La vie est souvent faite de coïncidences, une balle et un homme qui se rencontrent, c’est une coïncidence comme le disait Aragon et la rencontre de Bérénice et Asim est le fruit d’une coïncidence, d’une guerre, de ruines. Leurs routes vont se rejoindre en Turquie et c’est une fillette recueillie par Bérénice qui va être le fruit de ce croisement, car elle cherche des papiers afin de rapatrier l’enfant promise sinon à un camp ou à la mort, papiers que peut lui fournir Asim, devenu spécialiste de faux passeports et de noms ressuscités.

Ma lecture

Il se souvenait. Partout ça avait été une grande clameur. Une énergie foudroyante et contagieuse à la fois s’était emparée de tout le pays. Comme un feu qui prend dans une forêt que l’on a asséchée trop longtemps. Toutes les consciences s’étaient réveillées n même temps. Femmes et hommes avaient relevé la tête au son de la même musique. Un rythme imperceptible d’abord, comme un froissement d’ailes, un murmure d’enfant perdu dans la foule. Et puis, ça avait enflé comme une vague, claqué dans l’air comme un tambour. Pour la première fois, ils avaient osé se regarder et ils étaient sorties pour laver une vie d’injures et de crachats.(p45)

Dans une écriture remarquable, Julie Ruocco plonge le lecteur dans une région où plus rien ne tient, où tout s’effondre, où plus rien de ce qui fut sa splendeur et avait résisté au temps ne résiste à l’assaut d’une guerre. Les Furies sont guerrières et se déchainent ,d’autres demandent vengeance et justice et il y a  celles qui  se veulent les bras armés, porteuses d’espoir, les combattantes kurdes, dernier rampart à l’invasion et à la dévastation.

Les deux personnages principaux portent un fardeau : Bérénice la mort de son père, Asim celle de sa sœur Taym. L’un comme l’autre portent le poids d’un fantôme, tel la pierre que l’une porte autour du cou et ou sur son dos. Leurs routes n’auraient jamais dû se croiser mais pour donner un espoir de vie à l’enfant recueillie, il faut des papiers dont Asim c’est fait un spécialiste. Ils vont pour un temps construire autour d’elle un cocon protecteur mais le bruit des armes n’est jamais loin et ils vont devoir faire des choix à la hauteur de leur courage respectif.

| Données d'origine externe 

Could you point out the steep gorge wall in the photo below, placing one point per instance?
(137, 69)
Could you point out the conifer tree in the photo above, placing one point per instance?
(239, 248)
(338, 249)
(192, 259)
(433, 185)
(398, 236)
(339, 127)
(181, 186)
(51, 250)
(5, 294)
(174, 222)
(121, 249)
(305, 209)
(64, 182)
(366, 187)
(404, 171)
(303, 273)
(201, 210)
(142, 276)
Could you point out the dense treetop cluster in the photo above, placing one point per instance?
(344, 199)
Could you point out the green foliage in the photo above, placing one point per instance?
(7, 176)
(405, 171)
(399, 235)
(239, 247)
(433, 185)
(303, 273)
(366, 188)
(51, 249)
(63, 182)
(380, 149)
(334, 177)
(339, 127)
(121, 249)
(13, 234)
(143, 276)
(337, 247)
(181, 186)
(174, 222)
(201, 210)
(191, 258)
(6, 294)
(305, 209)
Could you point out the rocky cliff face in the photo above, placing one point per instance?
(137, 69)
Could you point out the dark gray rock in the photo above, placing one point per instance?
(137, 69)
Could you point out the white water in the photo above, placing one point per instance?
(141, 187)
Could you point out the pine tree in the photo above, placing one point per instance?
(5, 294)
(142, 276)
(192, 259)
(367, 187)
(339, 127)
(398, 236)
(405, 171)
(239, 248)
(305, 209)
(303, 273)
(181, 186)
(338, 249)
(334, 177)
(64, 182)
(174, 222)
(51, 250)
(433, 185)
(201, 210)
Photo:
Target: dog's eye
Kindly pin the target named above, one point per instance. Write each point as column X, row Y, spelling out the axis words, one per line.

Dans un pays où les ruines des temps étaient le témoin de l’histoire mais qui aujourd’hui ne témoigneront que de la folie des hommes, règnent désormais la destruction, la terreur et la peur provoquées par les hommes qu’ils soient envoyés par un tyran ou par l’obscurantisme, qui font régner leur loi par la barbarie où même l’air est irrespirable car chargé de mort, Bérénice veut sauver cette enfant du désastre et trouvera en Asim le détenteur d’un nom synonyme d’espoir mais également de renaissance pour ceux disparus,  donnant ainsi un sens à sa propre vie et à ceux qu’il aide.

Dans la première moitié du roman j’ai été bouleversée par la manière dont l’auteure retrace, dans une écriture sans fard, parallèlement les vies de ses deux protagonistes. L’une en perte de repères depuis la mort de son père, se lançant dans un trafic qui n’est pas le sien mais un moyen de survivance, l’autre plus habitué à sauver des vies qu’à les enfouir, va se trouver récipiendaire d’un message posthume de sa sœur, fruit de ses enquêtes sur le drame se déroulant sous ses yeux mais que le monde ignore.

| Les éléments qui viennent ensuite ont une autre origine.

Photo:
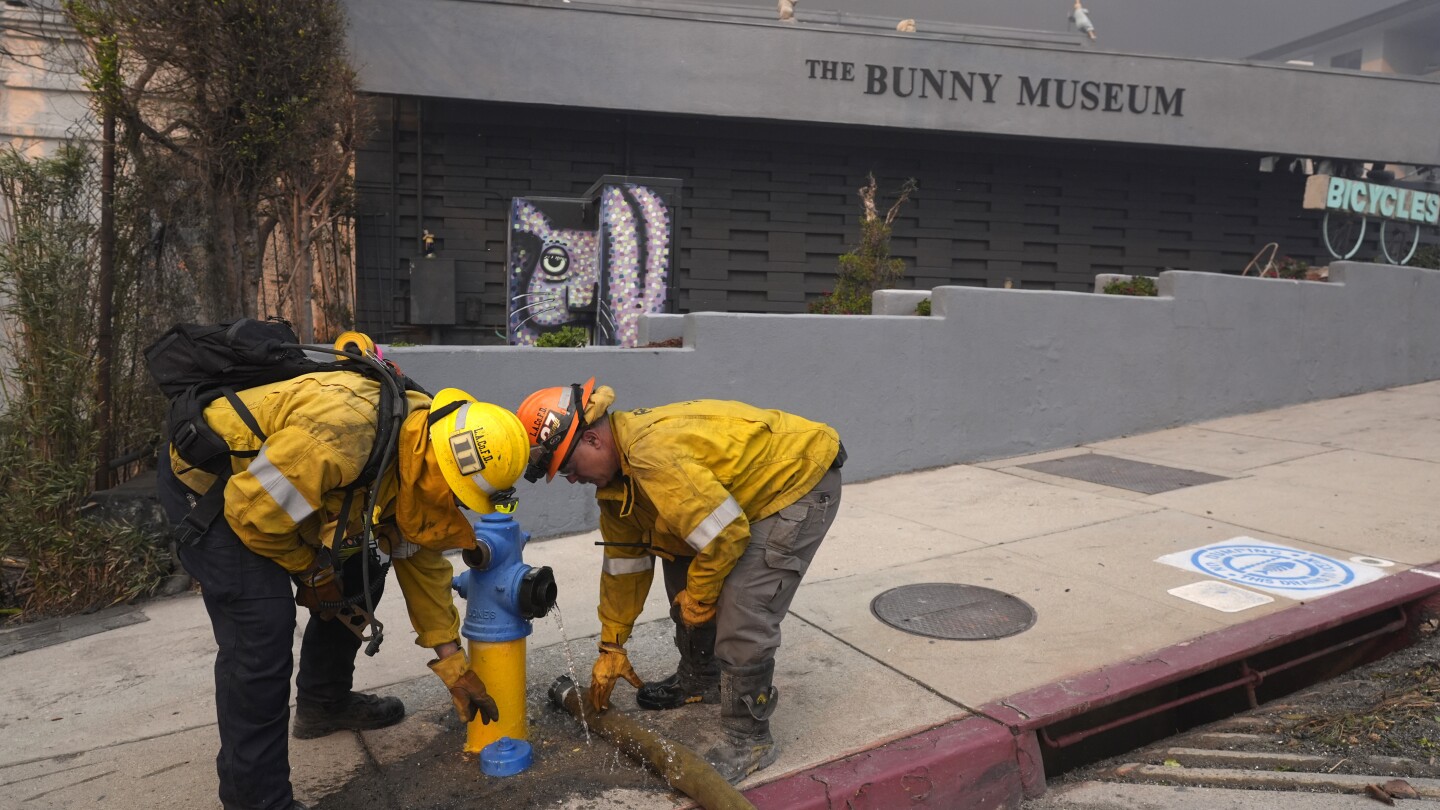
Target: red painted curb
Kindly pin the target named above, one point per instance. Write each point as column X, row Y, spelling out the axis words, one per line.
column 991, row 761
column 1073, row 696
column 968, row 764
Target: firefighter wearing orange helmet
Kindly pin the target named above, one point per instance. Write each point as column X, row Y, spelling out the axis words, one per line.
column 735, row 500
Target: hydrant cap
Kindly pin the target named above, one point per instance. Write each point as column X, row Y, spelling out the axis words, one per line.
column 506, row 757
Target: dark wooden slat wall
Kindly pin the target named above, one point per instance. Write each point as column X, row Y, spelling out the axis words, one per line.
column 769, row 206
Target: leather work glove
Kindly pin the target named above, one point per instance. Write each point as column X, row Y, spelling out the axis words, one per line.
column 694, row 613
column 318, row 587
column 467, row 689
column 612, row 665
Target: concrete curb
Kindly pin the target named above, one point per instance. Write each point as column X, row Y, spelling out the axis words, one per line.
column 994, row 760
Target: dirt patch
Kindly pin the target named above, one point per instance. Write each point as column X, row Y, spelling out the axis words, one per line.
column 1388, row 708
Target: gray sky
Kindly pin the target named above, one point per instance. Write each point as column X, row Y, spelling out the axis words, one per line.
column 1223, row 29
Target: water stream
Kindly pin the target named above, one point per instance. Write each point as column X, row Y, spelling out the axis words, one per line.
column 569, row 662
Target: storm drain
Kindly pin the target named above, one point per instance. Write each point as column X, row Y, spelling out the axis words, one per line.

Les descriptions, les évocations des douleurs vous plongent sur la scène d’un théâtre où le drame ne remonte pas aux siècles anciens mais qui se déroule aux portes de notre continent et de nos jours. J’ai particulièrement été touchée par Asim, par sa détresse mais également le courage qu’il puise en lui pour tenir et donner un sens à la perte de ce qu’il avait de plus cher.

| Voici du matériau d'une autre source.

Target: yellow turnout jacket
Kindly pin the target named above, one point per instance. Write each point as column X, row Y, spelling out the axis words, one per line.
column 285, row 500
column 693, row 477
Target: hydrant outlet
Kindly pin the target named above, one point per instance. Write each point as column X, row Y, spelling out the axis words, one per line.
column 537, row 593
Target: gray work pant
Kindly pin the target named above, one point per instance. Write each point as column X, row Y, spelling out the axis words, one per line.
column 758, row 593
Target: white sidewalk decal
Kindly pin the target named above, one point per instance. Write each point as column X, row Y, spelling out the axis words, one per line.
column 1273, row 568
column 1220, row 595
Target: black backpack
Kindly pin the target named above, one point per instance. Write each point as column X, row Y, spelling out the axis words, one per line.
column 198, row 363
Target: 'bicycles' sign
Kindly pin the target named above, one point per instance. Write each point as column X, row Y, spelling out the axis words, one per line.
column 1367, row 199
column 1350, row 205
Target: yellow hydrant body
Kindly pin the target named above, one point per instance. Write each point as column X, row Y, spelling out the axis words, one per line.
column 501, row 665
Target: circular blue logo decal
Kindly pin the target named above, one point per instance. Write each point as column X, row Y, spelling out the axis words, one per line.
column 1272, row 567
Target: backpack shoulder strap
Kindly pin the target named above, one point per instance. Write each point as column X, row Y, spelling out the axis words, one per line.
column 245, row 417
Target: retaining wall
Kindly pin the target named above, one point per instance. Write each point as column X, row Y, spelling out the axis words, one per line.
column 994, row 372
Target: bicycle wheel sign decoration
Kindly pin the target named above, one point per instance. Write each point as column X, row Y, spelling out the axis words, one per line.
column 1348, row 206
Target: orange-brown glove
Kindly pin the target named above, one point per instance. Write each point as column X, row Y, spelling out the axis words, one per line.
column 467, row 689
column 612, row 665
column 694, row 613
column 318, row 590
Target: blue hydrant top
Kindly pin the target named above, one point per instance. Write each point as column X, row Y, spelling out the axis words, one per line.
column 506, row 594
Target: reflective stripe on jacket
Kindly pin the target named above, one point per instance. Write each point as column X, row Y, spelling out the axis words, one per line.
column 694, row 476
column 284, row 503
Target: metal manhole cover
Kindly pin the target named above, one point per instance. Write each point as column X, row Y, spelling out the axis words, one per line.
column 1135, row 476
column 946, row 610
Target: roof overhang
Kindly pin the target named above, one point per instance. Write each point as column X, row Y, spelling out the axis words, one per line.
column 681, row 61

Puis peu à peu le roman bascule vers un récit plus orienté sur la dénonciation des tenants et des aboutissants de cette terre où les combattants viennent de tous les coins du monde au nom d’une idéologie meurtrière, d’un principe de la terre brûlée mais également sur l’aveuglement et le silence des puissances extérieures. L’auteure à travers ce roman lance un cri de révolte à la fois sur cette guerre aux multiples ramifications tels les serpents dont les Furies parent leurs chevelures dans la mythologie mais également dresse le portrait de ceux qui résistent sur le terrain où aux frontières, dans le silence assourdissant du monde. Il se veut un plaidoyer pour mettre en évidence ce qui constitue cette guerre, ses ravages mais également la manière dont elle est tenue à l’écart des autres nations, laissant un peuple périr sans même ressentir la honte de l’abandon.

Deux manières au sein d’un même ouvrage pour raconter un drame humain dont les femmes payent à plus d’un titre le prix fort tant elles sont exposées aux fureurs extérieures qui n’admettent aucune transgression à la loi qu’ils ont établie. Même si le traitement du sujet sous ces deux formes ne m’a pas empêchée d’apprécier le récit, j’ai eu un peu de regrets à basculer dans un discours certes utile et nécessaire mais qui m’a fait abandonné un temps les héros de cette tragédie qui à eux seuls étaient révélateurs.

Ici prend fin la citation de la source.